THE Philippines has 30 water-related government agencies, and yet, around eight million Filipinos still do not have access to potable water. And by 2040, the country will likely experience severe water shortages because of the impacts of our population growth and our vulnerability to climate change said a study by World Resources Institute, a nongovernmental global research organization.

“The continued overlapping and fragmented regulation of water supply services in the country by several government entities is one factor that hinders the enactment of a doable and long-term solution to prevent water shortage,” said Senator Loren Legarda at the Water Challenge Forum held at the Marriott Hotel on June 14.

She said the 30 agencies must be reassessed and then the similar ones joined and the irrelevant removed. Because these agencies work on their own, the problem is the absence of consolidated data, said Dr. Sevillo D. David, Jr, executive director of the National Water Resources Board (NWRB) during the forum. NWRB is an attached agency of the Department of Environment and Natural Resources that is responsible for conservation, preservation, and development, among others, of the country’s water resources. It does, among many things, river basin surveys and reviews water resource development plans.
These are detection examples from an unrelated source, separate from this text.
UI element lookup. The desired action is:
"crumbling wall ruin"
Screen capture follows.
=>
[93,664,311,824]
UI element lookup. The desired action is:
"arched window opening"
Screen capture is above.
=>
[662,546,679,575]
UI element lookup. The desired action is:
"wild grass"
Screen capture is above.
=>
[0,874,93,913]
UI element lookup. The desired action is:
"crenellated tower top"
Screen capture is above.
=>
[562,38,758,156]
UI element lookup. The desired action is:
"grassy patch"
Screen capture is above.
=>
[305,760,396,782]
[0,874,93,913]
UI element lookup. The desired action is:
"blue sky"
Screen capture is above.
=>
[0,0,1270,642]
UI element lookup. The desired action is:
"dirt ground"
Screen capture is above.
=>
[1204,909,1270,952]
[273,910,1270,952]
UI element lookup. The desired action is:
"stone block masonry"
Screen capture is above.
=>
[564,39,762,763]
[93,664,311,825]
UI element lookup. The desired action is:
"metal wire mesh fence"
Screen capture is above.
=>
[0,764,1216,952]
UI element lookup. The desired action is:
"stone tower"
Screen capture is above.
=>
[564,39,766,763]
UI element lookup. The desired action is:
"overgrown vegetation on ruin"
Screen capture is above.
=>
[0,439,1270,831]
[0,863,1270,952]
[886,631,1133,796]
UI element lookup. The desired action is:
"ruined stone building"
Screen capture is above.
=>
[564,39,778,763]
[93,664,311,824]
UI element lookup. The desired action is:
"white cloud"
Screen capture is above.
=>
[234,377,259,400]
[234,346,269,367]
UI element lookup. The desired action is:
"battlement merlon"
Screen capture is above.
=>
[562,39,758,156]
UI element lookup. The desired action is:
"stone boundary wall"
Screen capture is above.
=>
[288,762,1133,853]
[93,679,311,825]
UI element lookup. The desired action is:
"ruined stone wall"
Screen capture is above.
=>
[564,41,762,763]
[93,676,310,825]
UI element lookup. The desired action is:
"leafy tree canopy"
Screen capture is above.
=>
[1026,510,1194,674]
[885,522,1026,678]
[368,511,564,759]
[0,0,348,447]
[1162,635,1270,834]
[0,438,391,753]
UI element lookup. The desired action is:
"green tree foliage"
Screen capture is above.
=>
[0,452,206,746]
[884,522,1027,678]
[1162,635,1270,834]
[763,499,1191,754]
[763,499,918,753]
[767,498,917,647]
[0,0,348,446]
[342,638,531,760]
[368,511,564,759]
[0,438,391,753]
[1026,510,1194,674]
The NWRB is among the 30 water agencies.

The issue of overlapping water-related agencies is included in the Senate Bill No. 1395 or “An Act Rightsizing the National Government to Improve Public Service Delivery and for Other Purposes.” The bill aims to trim “the fat” bureaucracies in the country. According to Ms. Legarda’s opening statement at the hearing of the proposed bill on Feb. 21, the national government currently has 186 departments, an increase from 175 departments in 2000. She said the national government employs an estimated 1.3 million workers. And the increasing number of government agencies “has a significant impact on our budget,” as well as on services and efficiency — she said that for this year, P990.5 billion of the P3.35-trillion budget is allocated for personnel services alone.

The bill is a consolidation of Senate Bills which Senators Vicente Sotto III, Gregorio Honasan II, Miguel Zubiri, and Ms. Legarda have filed.

“This is an arduous task,” said Ms. Legarda, chairperson of the Climate Change Committee, during the forum. And while the bill has not yet been passed, she said there is a need to focus on the current laws we have and to strictly implement them. “Let’s go back to basics,” she continued, saying that if we want to address problems on water, the government should strictly implement already-existing laws like RA 1989 (Rainwater Harvesting) and the RA 9003 (the Ecological Solid Waste Management Act).

Another forum speaker, Dr. Ernie Ordoñez, secretary general of the National Water Roadmap and Summit 2017, is pushing for the creation of a Department of Water to have a national road map that will address water issues. Citing the joint report “Asian Water Development Outlook” by the Asian Development Bank and the Asia-Pacific Water Forum, he said the water problems are primarily caused by inappropriate management practices rather than the physical water scarcity.